Let’s not get bogged down in bad news when Restorative Justice is such a good news story. When looking back at the last decade, I have reflected on the huge human potential which has been released through people being given a voice and an opportunity to reflect and recover. It has been a privilege to work alongside people like Ann-Marie Pearson, Rob Hall and Lucy Fry, who have shared their experience of Restorative Justice and the peace of mind and strength it can bring.
Across the country, there are outstanding examples of high quality regional restorative services and we have worked closely with a number of Police and Crime Commissioners, prisons, probation and police to develop practice, highlight stories and support their work.

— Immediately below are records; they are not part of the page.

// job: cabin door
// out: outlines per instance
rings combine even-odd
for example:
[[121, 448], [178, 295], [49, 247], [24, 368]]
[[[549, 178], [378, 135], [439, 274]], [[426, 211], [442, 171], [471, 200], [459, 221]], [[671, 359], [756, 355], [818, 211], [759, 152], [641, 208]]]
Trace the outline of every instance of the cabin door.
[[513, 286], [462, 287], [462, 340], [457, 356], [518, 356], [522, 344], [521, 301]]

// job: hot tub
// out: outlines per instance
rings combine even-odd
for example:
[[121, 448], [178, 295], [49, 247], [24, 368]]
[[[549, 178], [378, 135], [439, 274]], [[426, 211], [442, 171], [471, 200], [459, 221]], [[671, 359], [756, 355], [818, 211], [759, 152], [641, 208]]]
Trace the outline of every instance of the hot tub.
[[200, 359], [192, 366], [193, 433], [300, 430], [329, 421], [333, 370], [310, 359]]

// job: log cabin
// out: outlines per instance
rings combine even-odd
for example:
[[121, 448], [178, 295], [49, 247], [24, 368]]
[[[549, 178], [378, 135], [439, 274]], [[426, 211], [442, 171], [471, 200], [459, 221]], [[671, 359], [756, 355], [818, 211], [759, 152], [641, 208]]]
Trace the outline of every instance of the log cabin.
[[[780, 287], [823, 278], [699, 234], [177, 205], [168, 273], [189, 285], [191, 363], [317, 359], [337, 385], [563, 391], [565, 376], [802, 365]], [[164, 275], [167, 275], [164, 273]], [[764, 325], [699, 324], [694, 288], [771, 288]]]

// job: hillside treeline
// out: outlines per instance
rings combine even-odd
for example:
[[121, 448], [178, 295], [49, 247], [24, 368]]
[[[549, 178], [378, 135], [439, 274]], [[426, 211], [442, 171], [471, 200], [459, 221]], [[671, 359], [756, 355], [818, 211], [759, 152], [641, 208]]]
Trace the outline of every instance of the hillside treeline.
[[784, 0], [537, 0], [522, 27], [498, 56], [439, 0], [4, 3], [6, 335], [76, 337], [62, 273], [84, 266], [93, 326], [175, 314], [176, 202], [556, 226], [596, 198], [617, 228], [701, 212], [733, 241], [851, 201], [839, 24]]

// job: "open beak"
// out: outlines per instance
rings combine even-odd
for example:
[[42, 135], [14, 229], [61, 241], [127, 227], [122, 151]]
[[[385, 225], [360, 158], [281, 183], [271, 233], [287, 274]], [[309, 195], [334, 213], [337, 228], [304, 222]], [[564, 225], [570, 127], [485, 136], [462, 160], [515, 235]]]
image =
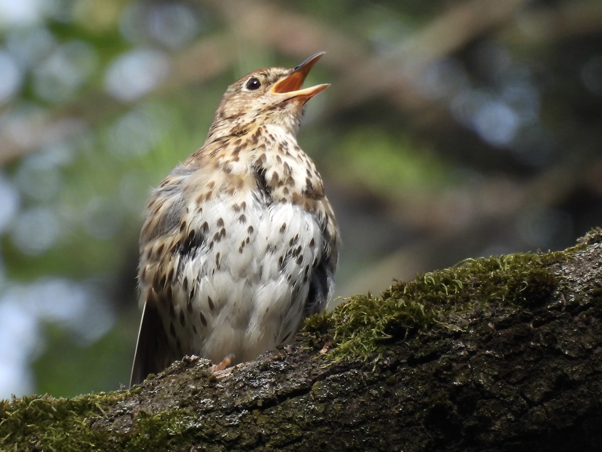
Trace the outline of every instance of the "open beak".
[[305, 104], [316, 94], [325, 90], [330, 86], [329, 83], [323, 83], [321, 85], [301, 89], [301, 86], [305, 81], [307, 75], [309, 74], [309, 71], [325, 53], [326, 52], [318, 52], [315, 55], [312, 55], [295, 67], [288, 75], [276, 82], [272, 87], [272, 92], [287, 94], [287, 100], [299, 99], [302, 100]]

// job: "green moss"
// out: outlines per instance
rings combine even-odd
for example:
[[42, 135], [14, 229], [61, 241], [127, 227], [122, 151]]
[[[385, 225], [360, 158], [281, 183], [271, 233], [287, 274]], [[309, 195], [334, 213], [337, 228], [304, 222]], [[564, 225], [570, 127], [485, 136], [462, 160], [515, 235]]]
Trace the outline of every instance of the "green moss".
[[202, 436], [202, 426], [195, 427], [194, 417], [187, 410], [174, 408], [156, 415], [136, 413], [126, 450], [170, 450], [188, 435]]
[[0, 402], [2, 450], [79, 451], [105, 444], [107, 433], [90, 428], [89, 419], [103, 415], [114, 394], [52, 398], [31, 396]]
[[545, 303], [558, 283], [549, 266], [569, 259], [574, 251], [468, 259], [409, 283], [396, 282], [379, 297], [348, 298], [334, 310], [308, 319], [305, 331], [323, 339], [334, 330], [335, 347], [327, 355], [331, 360], [367, 360], [381, 355], [391, 342], [433, 328], [449, 329], [454, 314], [492, 303], [528, 309]]

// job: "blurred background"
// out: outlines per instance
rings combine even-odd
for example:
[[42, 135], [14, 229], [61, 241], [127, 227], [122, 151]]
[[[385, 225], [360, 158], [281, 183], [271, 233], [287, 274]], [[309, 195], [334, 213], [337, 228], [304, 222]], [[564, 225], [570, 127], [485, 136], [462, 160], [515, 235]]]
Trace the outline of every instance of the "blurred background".
[[600, 0], [0, 0], [0, 398], [128, 383], [150, 188], [319, 51], [338, 295], [602, 225]]

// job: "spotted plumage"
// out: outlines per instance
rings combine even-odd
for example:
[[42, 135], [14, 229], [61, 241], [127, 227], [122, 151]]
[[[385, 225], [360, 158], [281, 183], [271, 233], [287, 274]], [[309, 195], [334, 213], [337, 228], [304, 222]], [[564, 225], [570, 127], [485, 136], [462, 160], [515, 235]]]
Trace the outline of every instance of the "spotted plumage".
[[154, 190], [140, 236], [141, 381], [187, 354], [236, 363], [291, 341], [330, 300], [338, 231], [297, 143], [323, 54], [231, 85], [203, 146]]

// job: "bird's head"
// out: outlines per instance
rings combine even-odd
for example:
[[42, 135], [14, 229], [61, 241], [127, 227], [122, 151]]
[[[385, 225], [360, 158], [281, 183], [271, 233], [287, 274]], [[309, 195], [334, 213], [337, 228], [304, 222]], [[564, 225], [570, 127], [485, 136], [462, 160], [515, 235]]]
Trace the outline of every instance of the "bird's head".
[[264, 124], [280, 125], [296, 133], [305, 102], [330, 86], [322, 84], [301, 87], [324, 53], [317, 53], [294, 68], [258, 69], [232, 83], [216, 111], [208, 139], [244, 134]]

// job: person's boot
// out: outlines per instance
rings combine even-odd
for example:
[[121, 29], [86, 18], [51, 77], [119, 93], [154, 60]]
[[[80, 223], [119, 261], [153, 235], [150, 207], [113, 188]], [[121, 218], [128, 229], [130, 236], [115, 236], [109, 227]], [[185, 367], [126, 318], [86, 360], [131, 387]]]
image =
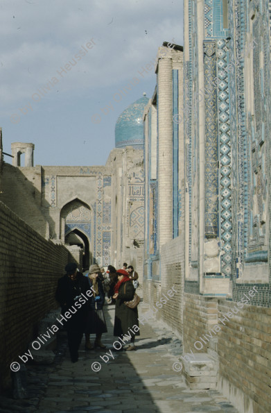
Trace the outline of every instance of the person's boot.
[[86, 337], [86, 343], [85, 344], [85, 350], [86, 351], [89, 351], [89, 350], [93, 350], [94, 347], [91, 346], [91, 343], [90, 342], [89, 337]]
[[106, 348], [106, 346], [105, 346], [104, 344], [103, 344], [100, 342], [100, 339], [101, 339], [102, 335], [96, 335], [96, 337], [95, 339], [95, 342], [94, 342], [94, 346], [95, 347], [100, 347], [100, 348]]

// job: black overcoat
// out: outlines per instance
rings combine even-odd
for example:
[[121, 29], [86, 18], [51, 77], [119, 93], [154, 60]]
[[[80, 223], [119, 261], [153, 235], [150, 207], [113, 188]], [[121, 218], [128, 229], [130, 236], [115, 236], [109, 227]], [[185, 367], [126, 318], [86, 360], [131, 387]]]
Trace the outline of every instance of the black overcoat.
[[[125, 286], [125, 293], [124, 294], [124, 287]], [[132, 329], [134, 326], [139, 326], [139, 314], [137, 307], [136, 308], [129, 308], [124, 304], [124, 301], [130, 301], [134, 298], [135, 289], [132, 282], [129, 280], [121, 284], [119, 296], [116, 300], [115, 322], [114, 325], [114, 335], [120, 337], [125, 334], [128, 334], [128, 330]], [[137, 328], [136, 328], [137, 330]], [[134, 331], [134, 330], [133, 330]], [[132, 336], [139, 335], [139, 330], [135, 332], [133, 335], [130, 332]]]
[[[61, 314], [65, 317], [65, 312], [69, 311], [72, 314], [67, 321], [64, 320], [62, 321], [67, 330], [81, 331], [85, 329], [87, 316], [87, 303], [85, 299], [79, 301], [78, 298], [75, 298], [82, 293], [86, 295], [86, 292], [89, 289], [90, 289], [89, 282], [81, 273], [78, 273], [77, 278], [74, 280], [71, 280], [67, 274], [58, 280], [55, 299], [61, 305]], [[76, 301], [78, 301], [77, 305], [75, 305]]]

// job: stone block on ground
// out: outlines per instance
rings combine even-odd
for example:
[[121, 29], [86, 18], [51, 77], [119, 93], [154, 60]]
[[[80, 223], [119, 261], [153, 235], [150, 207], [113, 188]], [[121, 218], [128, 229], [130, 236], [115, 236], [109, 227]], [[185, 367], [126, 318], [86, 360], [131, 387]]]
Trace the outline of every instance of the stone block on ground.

I continue to be concerned about the low numbers of victims with a known offender who recall being offered Restorative Justice – 4.8% in 2019 – when this is a clear entitlement in the Victim Code of Practice. This is particularly stark for people who suffer from hate crimes, a group which has significantly increased since the 2016 referendum. Under-reported and under-prosecuted, our work with 3 regional services and many equality and community groups has revealed that victims of hate are routinely sidelined and are not being given the opportunity to choose Restorative Justice, or in fact, are often not accessing any form of justice. Why me? have sought to address this through the production of two reports on hate crime and through ongoing casework referred to us by LGBT+ specialists GALOP. The work has attracted international interest from Europe and Canada and we will be working with a further 5 Police and Crime Commissioner areas over the next year to develop this.
Restorative Justice also has a beneficial impact on people who commit crime, who often do not realise the extent of the harm they have caused. Engagement in the process helps them to reflect, take responsibility and understand the impact of their actions. In fact, many victims simply want the crime to stop and their voices to be heard. If Restorative Justice is a means of achieving that then we are really on to a winner. With a new Victim Law in the offing, we will be keeping a close eye on its progress through Parliament and the entitlements to Restorative Justice.
A highly recommended read is Marian Partington’s book, If you sit very still, in which she talks about melting delusions of a ‘better past’, and healing herself by talking and writing about her experience. This truly inspirational story highlights the value in providing alternatives and additions to the adversarial justice system, which really address what victims want.
I look forward to collaborating with you in the months ahead to ensure that Restorative Justice is used as widely as possible, enabling many many more people to find their voices and make this world a better place to live in.